From Insight to Assurance: Turning Tabletop Exercises into Real Data Protection
The real value of tabletop exercises is what they reveal, and what organizations do next. For courts, these exercises expose gaps in recovery timelines, unclear ownership of essential records, and untested assumptions about how quickly data can be restored. Addressing those gaps turns disaster recovery and COOP plans from static documents into proven, operational tools.

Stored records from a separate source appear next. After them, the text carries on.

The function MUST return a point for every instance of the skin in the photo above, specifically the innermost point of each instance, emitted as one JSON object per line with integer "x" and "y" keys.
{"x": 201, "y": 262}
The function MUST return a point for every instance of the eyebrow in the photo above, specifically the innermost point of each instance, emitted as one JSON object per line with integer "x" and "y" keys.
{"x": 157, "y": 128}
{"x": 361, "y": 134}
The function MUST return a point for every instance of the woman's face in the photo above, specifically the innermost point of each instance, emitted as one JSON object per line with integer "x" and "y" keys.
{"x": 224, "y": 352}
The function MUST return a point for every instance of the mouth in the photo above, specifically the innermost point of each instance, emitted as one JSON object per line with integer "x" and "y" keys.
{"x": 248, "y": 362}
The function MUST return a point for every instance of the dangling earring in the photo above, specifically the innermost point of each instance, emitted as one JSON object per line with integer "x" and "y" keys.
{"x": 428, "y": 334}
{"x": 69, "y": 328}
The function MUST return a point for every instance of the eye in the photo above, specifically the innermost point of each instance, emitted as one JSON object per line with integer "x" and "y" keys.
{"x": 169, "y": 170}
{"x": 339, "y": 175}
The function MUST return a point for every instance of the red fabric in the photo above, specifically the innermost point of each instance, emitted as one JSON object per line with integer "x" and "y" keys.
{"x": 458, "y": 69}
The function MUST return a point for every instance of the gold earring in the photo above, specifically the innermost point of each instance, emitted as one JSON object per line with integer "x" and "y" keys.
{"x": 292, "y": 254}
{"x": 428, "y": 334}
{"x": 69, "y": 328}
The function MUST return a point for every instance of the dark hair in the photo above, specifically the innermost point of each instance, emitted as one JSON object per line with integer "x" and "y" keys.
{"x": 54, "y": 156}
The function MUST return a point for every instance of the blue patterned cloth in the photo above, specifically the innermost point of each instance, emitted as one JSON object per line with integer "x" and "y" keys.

This is the difference between having a plan and knowing it works. Courts that rely solely on written documentation hope their data protection strategy will perform as expected. Courts that conduct tabletop exercises and act on the findings have confidence that essential records can be restored in time to support judicial operations. When data loss threatens access to justice and public trust, confidence comes from preparation that has been tested, not assumptions that have been recorded.
That confidence ultimately depends on the strength of the underlying data protection strategy. Validated recovery plans require backup systems that are redundant, continuously monitored, and designed for rapid restoration of essential records.
At VaultTek, our vault-tight data protection approach is built around those principles. Grounded in the proven 3-2-1 backup methodology, VaultTek provides triple-redundant protection with a secure on-site backup and two geographically separate U.S.-based off-site backups – supported by proactive monitoring and personalized service. When plans are tested or real disruptions occur, courts know their data protection strategy is ready.
For courts entrusted with safeguarding essential records, preparedness is not measured by how well a plan is written, but by how reliably data can be protected and restored when it matters most.